Quand l’hospitalité se fait solidarité…
Parce qu’elle était davantage « débordée par les annulations que par les réservations », la famille Rouaud qui tient le Gite des Algues, à Séné, et celui des Bulles, dans le centre de Vannes, a décidé de mettre ses hébergements à la disposition du personnel soignant intervenant en renfort dans l’hôpital de la ville. Un élan du cœur qui a aussitôt fait mouche. C’est donc également vers ces initiatives-là que nos applaudissements s’envolent, chaque soir, à 20h. Récit…

Voyageons autrement : Quelle est votre clientèle habituelle ?
Damien Rouaud : Dans le gite des Algues qui se trouve à Séné, au bord du golfe du Morbihan, nous hébergeons généralement des touristes tandis que le gite des Bulles situé, lui, au centre de Vannes reçoit principalement le personnel des entreprises de passage.
VA : Comment vous est venue l’idée de mettre vos gites à disposition du personnel médical ?
DR : Comme les gites se sont d’un coup retrouvés vides et que, quoi qu’il en soit, nous continuons de payer les charges, nous nous sommes dit que, peut-être, cela faciliterait la vie de ceux qui bosse dur pour nous tirer d’affaire. J’ai pensé également que ce serait plus confortable pour ces personnes épuisées que de résider dans les hôtels, lesquels, de toute façon, ont entretemps dû fermer leurs portes. Nous avons vu cela comme un moyen de donner un coup de pouce à ceux qui étaient débordés ; une manière d’alléger un peu leur gestion de la crise en les soulageant de ce point noir supplémentaire.
VA : Comment avez-vous fait pour concrétiser cet élan du cœur ? Qui avez-vous contacté et comment votre proposition a-t-elle été reçue ?
DR : Nous sommes ouverts depuis 5 ans et, par le passé, j’avais déjà contacté l’hôpital Chubert de Vannes ainsi que la clinique voisine pour leur proposer nos hébergements. Ils m’avaient à l’époque répondu que, malheureusement, ils ne pouvaient pas se tourner vers nous car ils fonctionnaient en marché public. Je les ai recontactés en début de semaine quand j’ai vu la tournure que prenaient les événements et l’accueil téléphonique m’a aussitôt passé la DRH dont les premiers mots ont juste été : « C’est top, merci !! ». J’ai l’impression que mon coup de fil tombait bien et, de fait, cette femme m’a alors expliqué que le cadre de santé appelé en renfort de Rennes serait ravi de ne plus avoir à faire la route chaque matin et chaque soir pour les rejoindre.

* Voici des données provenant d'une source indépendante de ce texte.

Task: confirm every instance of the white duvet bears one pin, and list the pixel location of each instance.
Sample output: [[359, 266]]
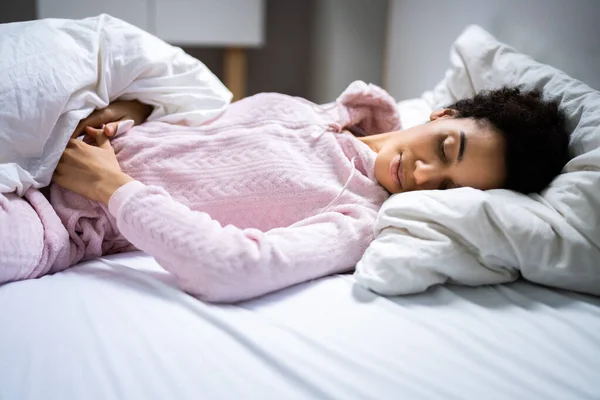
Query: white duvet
[[472, 237], [55, 72]]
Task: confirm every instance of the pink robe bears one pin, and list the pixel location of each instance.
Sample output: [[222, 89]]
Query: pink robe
[[270, 194]]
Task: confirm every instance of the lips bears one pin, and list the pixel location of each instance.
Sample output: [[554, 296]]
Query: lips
[[396, 170]]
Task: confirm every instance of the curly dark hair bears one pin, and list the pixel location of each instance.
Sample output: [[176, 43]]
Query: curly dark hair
[[534, 130]]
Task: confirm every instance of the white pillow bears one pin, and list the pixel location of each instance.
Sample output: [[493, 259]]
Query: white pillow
[[473, 237], [54, 72]]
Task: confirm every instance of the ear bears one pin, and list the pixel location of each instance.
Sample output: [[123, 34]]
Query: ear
[[443, 113]]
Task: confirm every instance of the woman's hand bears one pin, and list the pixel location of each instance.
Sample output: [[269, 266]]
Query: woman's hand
[[91, 171], [110, 117]]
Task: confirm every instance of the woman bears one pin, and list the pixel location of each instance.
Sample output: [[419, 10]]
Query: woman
[[277, 190]]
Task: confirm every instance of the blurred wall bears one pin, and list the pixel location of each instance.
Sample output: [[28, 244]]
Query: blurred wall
[[313, 48], [348, 41], [562, 33], [14, 11]]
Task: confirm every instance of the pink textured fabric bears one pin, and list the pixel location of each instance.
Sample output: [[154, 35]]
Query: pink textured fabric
[[262, 198]]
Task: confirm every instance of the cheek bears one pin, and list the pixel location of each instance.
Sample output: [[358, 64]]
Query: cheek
[[484, 174]]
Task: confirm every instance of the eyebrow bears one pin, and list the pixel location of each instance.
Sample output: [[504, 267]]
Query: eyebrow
[[463, 144]]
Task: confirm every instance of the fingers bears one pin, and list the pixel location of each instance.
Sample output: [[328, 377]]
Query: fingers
[[110, 129], [96, 120], [100, 138]]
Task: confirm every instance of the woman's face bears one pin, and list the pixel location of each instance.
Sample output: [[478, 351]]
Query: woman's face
[[445, 153]]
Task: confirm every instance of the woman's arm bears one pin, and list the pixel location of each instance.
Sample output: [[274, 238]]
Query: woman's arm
[[227, 264], [214, 262]]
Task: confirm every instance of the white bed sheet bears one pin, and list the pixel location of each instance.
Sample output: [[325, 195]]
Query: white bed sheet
[[117, 328]]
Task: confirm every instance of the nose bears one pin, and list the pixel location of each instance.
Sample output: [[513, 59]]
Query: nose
[[426, 176]]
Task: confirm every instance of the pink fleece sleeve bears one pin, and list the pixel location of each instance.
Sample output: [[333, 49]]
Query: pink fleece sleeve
[[369, 107], [227, 264]]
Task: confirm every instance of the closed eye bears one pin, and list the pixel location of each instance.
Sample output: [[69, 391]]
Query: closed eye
[[442, 151]]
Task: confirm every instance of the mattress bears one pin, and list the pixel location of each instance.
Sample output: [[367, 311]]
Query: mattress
[[118, 328]]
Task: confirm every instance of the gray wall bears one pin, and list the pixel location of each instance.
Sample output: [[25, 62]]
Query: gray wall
[[314, 48], [282, 65], [562, 33], [348, 40], [19, 10]]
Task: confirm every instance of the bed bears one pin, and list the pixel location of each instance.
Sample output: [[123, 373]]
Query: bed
[[117, 328]]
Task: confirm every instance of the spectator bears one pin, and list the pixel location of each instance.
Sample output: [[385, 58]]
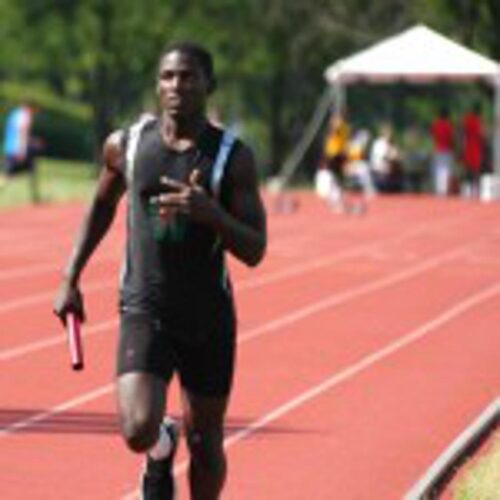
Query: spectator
[[334, 158], [415, 158], [473, 151], [385, 162], [20, 146], [443, 139]]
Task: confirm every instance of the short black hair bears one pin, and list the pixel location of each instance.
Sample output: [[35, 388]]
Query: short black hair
[[198, 52]]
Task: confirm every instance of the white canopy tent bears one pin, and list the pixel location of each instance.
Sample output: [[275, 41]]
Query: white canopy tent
[[418, 55]]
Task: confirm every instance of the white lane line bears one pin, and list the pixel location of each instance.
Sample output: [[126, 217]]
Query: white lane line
[[331, 301], [38, 298], [56, 410], [350, 371], [353, 293], [313, 309], [290, 271], [38, 269], [17, 352]]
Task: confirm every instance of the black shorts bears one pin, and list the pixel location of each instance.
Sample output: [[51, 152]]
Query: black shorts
[[205, 367]]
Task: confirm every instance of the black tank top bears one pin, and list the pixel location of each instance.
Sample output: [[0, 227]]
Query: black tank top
[[174, 269]]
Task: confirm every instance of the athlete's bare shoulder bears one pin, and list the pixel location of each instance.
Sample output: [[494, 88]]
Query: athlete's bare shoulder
[[113, 154]]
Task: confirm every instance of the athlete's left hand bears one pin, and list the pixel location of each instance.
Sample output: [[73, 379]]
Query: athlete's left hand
[[188, 198]]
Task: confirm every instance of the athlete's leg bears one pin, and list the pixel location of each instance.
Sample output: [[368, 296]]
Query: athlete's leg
[[204, 425], [141, 407]]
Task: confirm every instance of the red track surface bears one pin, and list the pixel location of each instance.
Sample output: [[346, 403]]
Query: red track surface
[[367, 344]]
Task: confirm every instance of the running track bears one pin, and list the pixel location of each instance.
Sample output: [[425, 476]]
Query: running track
[[366, 345]]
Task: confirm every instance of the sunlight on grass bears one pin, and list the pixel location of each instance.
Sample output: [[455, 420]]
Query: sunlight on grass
[[59, 181]]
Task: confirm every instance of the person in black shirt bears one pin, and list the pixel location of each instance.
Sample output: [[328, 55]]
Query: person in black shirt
[[192, 195]]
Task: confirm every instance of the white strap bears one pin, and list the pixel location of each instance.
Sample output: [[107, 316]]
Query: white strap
[[133, 141], [226, 145]]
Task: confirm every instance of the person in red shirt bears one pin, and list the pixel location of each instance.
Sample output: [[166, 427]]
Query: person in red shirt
[[443, 137], [473, 150]]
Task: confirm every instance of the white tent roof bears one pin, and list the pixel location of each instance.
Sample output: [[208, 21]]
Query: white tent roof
[[416, 55]]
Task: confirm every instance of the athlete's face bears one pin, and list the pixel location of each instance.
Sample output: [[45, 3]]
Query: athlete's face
[[183, 87]]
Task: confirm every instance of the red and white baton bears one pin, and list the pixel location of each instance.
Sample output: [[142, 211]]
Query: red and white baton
[[74, 341]]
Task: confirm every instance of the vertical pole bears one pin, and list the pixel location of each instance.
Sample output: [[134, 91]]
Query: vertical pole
[[496, 128]]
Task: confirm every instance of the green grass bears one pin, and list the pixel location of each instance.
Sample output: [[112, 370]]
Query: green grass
[[59, 181], [482, 480]]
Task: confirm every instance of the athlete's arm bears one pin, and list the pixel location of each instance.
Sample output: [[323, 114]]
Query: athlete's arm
[[242, 226], [110, 188]]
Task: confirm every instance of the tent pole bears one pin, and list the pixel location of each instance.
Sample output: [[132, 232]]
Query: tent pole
[[496, 128]]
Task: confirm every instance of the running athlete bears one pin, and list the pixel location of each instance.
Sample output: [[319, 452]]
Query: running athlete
[[192, 194]]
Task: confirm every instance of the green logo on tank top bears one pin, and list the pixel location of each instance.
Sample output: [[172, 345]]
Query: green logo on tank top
[[167, 228]]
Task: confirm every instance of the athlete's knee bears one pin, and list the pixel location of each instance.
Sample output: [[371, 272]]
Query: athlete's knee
[[207, 451], [139, 430]]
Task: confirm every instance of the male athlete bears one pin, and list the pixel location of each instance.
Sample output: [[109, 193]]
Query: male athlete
[[192, 194]]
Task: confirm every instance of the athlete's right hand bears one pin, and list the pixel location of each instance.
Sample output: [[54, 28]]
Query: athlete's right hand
[[69, 299]]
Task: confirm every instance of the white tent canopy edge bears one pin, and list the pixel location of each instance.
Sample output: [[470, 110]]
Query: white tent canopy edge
[[419, 55]]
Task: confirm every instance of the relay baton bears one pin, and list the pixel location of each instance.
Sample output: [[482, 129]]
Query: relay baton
[[74, 341]]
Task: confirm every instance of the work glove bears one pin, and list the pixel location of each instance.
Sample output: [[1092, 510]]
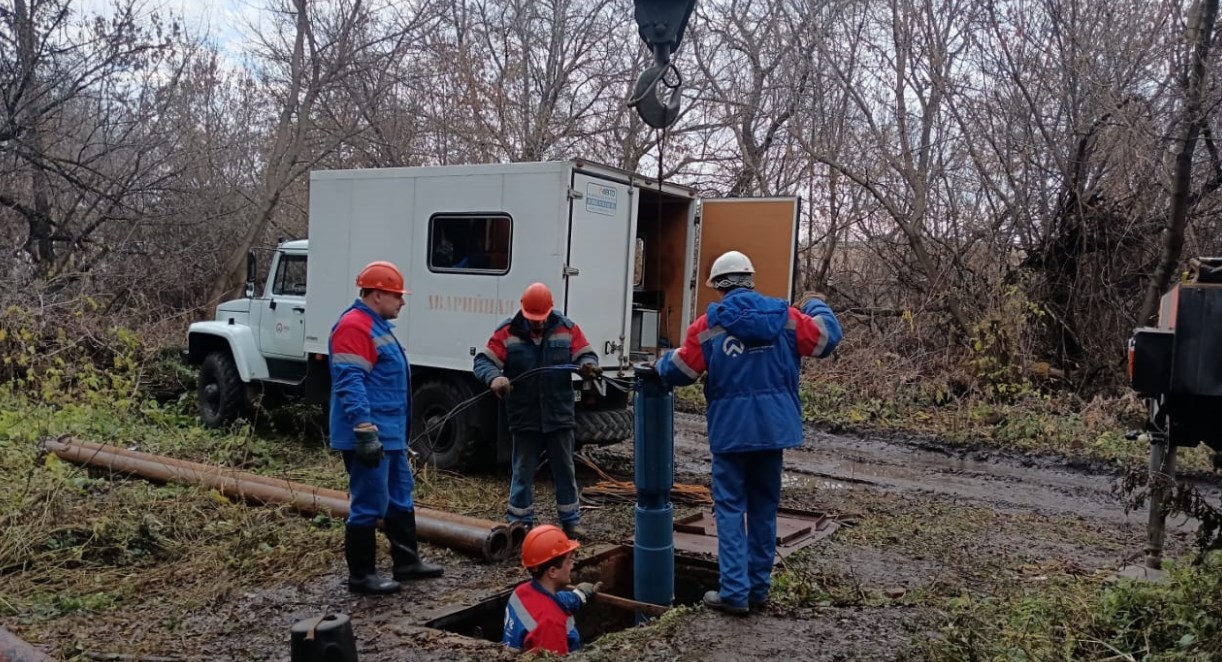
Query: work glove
[[501, 386], [809, 297], [369, 451], [587, 590]]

De plus, le gite du centre-ville est autonome et tout peut s’y passer sans contact ; l’idéal.
VA : Serez-vous payés ?
DR : Non, bien sûr que non. Et je n’ai bien évidemment rien demandé. La DRH a bien évoqué à un moment la possibilité d’un éventuel défraiement relatif aux charges, mais cela n’a aucune espèce d’importance.

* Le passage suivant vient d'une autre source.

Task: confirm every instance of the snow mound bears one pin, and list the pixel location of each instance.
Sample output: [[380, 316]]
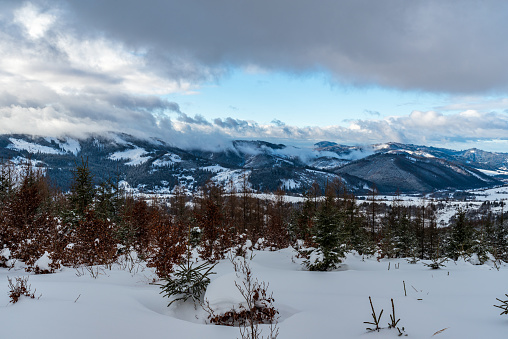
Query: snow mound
[[22, 145], [136, 156]]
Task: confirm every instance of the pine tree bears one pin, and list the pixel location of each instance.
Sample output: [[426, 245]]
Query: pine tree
[[82, 189], [327, 234], [461, 237]]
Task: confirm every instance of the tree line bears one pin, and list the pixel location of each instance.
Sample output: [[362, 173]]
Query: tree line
[[96, 224]]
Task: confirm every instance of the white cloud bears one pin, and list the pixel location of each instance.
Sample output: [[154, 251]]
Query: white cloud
[[34, 22]]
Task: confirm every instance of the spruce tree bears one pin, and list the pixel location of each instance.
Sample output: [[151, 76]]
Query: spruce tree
[[327, 234], [461, 237], [82, 189]]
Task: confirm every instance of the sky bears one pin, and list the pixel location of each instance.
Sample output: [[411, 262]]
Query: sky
[[198, 73]]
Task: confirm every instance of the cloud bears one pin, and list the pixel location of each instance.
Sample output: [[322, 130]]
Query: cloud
[[79, 67], [425, 45]]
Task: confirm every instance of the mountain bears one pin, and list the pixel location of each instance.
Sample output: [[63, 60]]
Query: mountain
[[155, 166]]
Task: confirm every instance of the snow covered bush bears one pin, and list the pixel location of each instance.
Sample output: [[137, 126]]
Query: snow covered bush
[[187, 282], [19, 288], [257, 306], [503, 306]]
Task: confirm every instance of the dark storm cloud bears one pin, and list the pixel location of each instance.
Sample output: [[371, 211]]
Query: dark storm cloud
[[453, 46]]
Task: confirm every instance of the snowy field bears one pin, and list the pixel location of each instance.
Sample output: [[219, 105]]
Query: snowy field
[[453, 302]]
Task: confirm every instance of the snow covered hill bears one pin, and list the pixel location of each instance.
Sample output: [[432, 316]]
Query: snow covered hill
[[453, 302], [155, 166]]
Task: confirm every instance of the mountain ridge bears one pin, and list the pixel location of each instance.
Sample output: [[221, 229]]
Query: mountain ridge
[[156, 166]]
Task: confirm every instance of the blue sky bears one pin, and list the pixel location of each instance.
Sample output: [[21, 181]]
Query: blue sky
[[198, 73], [301, 100]]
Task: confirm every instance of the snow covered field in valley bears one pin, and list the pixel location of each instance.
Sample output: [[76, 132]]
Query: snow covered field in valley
[[453, 302]]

VA : Et l’autre gite, celui de Séné proche de votre maison ?
DR : L’hôpital n’en avait pas besoin pour le moment et c’est un informaticien en mission dans la ville qui y réside pour l’instant. Il a vu le post qu’on avait mis sur facebook et s’est dit que ce serait plus confortable que de dormir dans sa voiture, seule solution pour lui étant donné que son hôtel (pourtant sans partie commune) venait de fermer. Mais attention : on ne peut en vouloir à personne ; la situation est nouvelle pour tout le monde et il faut donc improviser. En réfléchissant juste un tout petit peu aux autres. C’est pourquoi je trouve dommage qu’aucun « gros » (à l’exception notable de Vaovert !) n’ait eu le moindre geste dans ce sens. Abritel, Airbnb, Windu, Gites de France, les seuls courriers que j’ai vu passer émanant de ces grosses structures avaient trait aux pertes financières qu’elles allaient subir. No comment…

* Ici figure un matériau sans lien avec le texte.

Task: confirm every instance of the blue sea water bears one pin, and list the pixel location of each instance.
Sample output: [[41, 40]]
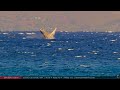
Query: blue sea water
[[70, 54]]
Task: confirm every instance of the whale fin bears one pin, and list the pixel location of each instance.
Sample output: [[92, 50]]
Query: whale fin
[[44, 33], [48, 35], [53, 32]]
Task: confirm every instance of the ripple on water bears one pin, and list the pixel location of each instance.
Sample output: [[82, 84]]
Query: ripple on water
[[86, 66], [80, 56], [70, 49]]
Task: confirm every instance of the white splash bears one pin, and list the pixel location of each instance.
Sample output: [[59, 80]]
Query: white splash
[[21, 33], [24, 38], [115, 52], [78, 56], [118, 58], [5, 33], [48, 44], [30, 33], [113, 40], [70, 49], [52, 41], [59, 48], [84, 65]]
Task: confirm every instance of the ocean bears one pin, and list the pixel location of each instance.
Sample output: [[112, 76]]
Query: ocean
[[85, 54]]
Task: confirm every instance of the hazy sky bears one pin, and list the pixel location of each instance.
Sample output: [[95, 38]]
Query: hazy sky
[[63, 20]]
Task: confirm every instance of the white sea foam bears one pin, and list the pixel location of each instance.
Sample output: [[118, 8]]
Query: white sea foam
[[59, 48], [52, 41], [21, 33], [33, 55], [30, 33], [118, 58], [113, 40], [24, 38], [78, 56], [5, 33], [84, 65], [48, 44], [115, 52], [70, 49]]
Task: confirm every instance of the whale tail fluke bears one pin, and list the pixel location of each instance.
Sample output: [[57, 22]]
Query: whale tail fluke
[[47, 35]]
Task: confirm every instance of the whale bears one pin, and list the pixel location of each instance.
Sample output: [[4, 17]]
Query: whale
[[47, 35]]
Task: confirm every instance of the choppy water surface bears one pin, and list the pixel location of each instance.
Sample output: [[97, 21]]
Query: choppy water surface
[[70, 54]]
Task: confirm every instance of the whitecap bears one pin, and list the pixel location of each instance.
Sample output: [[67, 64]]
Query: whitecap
[[118, 58], [113, 40], [84, 65], [59, 48], [52, 41], [78, 56], [21, 33], [30, 33], [48, 44], [70, 49], [115, 52], [1, 40], [5, 33], [33, 55], [24, 38]]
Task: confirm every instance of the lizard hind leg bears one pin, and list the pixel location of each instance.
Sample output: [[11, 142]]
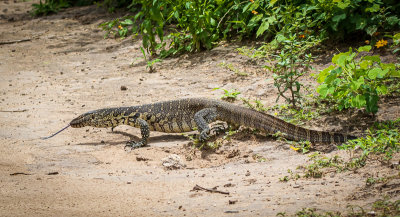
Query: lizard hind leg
[[145, 131], [202, 119]]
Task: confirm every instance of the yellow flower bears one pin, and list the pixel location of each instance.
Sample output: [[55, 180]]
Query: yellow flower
[[381, 43]]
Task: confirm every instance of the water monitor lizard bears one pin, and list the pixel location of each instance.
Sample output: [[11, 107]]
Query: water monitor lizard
[[185, 115]]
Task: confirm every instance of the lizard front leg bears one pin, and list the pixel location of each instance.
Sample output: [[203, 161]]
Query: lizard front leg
[[202, 119], [145, 131]]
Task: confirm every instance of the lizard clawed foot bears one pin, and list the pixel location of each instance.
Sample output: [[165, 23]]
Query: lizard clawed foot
[[204, 136], [133, 145]]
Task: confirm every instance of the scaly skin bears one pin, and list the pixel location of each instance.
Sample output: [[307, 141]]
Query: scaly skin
[[184, 115]]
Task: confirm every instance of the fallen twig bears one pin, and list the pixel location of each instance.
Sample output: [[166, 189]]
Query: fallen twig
[[16, 41], [20, 173], [212, 190], [23, 110]]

VA : Aucune initiative semblable ailleurs ?
DR : Si, des tas, bien sûr ! Partout dans le pays. Et cela fait chaud au cœur, mais émanant toujours d’individus. La DRH m’a ainsi raconté qu’elle avait déjà été contacté par un particulier qui lui avait proposé son logement vacant en ville et qu’elle l’avait aussitôt retenu pour une autre personne appartenant à l’équipe de renfort.
VA : Un dernier mot en ces temps particuliers ?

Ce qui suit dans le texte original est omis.